The Mobile leg had all these other games I'm mentioning here in my Game Portfolio posts.

MMOs typically have a HUGE up front cost -- much more than mobile games -- and it's much more likely an MMO will be privately cancelled if there are problems. With Mobile games, you can put out a partly unfinished prototype game, and if it doesn't make anticipated metrics, you haven't lost all that much money. (I'm not sure if you're familiar with the "Fail Fast" business model.) MMO players typically want all the game there at launch unless there's some crowd funding involved, which wasn't really even a thing until 2013 when it really became viable for smaller cash-strapped game companies.

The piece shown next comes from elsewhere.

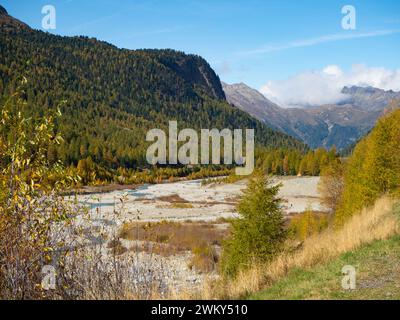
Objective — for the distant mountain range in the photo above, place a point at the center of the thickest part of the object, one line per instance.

Anyway, it's easy to see why there's so much misunderstanding, theory, and conjecture . . . especially among fans that are super passionate about their MMOs. I definitely don't fault anyone. I love Pirate101 as much as the next guy, and I'd be willing to point fingers everywhere but at Pirate101 itself as a game (where it costs more to make a story update than Wizard101 yet brings home less money for that update as a return).

To be honest, it's a credit to the MMO team and the fans of Pirate101 that they kept the game running long enough to see it brought to a new company and given new life. Good on 'em! Best fans in the world!

Flash33 said...

@Stingite Outside of you, Blind Mew (for P101) and maybe some other people on the official message boards once in a blue moon I can't recall KI effectively communicating the thought process behind some of their decisions back then with the fans, which helped lead to the thought process I pointed out earlier. Sure there were the Story Time threads on the 101 boards but even those eventually stopped. In fact I seem to recall KI saying that the 101 (and mobile) teams were separate from each other but yet they were eventually merged together, and when it seemed liked mobile games (and to an extent W101) were receiving all the TLC with no real explanation as to why it's easy to see & understand why people (fans especially) felt upset and frustrated.

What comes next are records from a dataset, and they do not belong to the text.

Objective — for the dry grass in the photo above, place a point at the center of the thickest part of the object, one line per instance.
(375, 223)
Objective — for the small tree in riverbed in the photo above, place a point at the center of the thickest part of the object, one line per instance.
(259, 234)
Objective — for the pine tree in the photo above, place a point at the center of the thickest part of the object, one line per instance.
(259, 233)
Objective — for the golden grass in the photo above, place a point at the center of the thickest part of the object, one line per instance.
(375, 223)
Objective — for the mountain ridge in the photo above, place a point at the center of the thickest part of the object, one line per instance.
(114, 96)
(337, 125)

I get that MMOs are expensive to make and maintain, but it's hard to have faith when the people behind the game are so lax/neglectful about communication with their playerbase if that makes sense.

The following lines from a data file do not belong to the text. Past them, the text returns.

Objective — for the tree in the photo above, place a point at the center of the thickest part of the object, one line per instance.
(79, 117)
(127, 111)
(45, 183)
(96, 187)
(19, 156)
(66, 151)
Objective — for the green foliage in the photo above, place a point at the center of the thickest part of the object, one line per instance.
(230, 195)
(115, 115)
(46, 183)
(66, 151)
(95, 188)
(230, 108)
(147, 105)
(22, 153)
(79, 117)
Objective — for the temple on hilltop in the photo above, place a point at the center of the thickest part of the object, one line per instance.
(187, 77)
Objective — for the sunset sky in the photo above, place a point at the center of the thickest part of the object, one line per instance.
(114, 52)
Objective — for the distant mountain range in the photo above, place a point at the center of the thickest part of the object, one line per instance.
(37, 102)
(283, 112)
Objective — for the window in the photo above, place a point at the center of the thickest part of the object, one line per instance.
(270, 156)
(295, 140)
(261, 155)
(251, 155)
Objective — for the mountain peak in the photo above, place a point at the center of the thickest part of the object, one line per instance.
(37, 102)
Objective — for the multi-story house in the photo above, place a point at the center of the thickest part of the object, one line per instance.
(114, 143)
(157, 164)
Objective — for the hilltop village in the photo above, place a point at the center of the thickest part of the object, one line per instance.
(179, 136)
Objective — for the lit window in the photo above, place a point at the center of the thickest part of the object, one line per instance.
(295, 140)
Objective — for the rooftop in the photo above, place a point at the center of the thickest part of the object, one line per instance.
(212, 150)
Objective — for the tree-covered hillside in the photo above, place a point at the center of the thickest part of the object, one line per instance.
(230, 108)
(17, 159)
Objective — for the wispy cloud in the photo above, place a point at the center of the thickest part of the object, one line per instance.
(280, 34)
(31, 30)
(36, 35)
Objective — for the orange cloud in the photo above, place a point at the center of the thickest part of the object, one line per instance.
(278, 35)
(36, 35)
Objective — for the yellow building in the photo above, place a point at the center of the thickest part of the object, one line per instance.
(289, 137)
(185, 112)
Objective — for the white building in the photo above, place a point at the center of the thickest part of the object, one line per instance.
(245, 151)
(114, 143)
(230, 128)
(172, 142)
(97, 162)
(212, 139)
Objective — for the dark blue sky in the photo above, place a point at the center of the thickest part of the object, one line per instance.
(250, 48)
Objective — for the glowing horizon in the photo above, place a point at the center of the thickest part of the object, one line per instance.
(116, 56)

Nowadays they've gotten better at communication, which I will acknowledge, but they can still do better, both in giving and being receptive of feedback, and using more than just Twitter to communicate.

I definitely agree that the fans and are largely to thank for P101s survival, with a small team of P101 people helping out as well. I just hope the updates continue as again, we've been burned by promises of updates before.

It's nice to hear about some of the inner workings here though (perhaps you could talk more about it in a blog post) so thank you for that.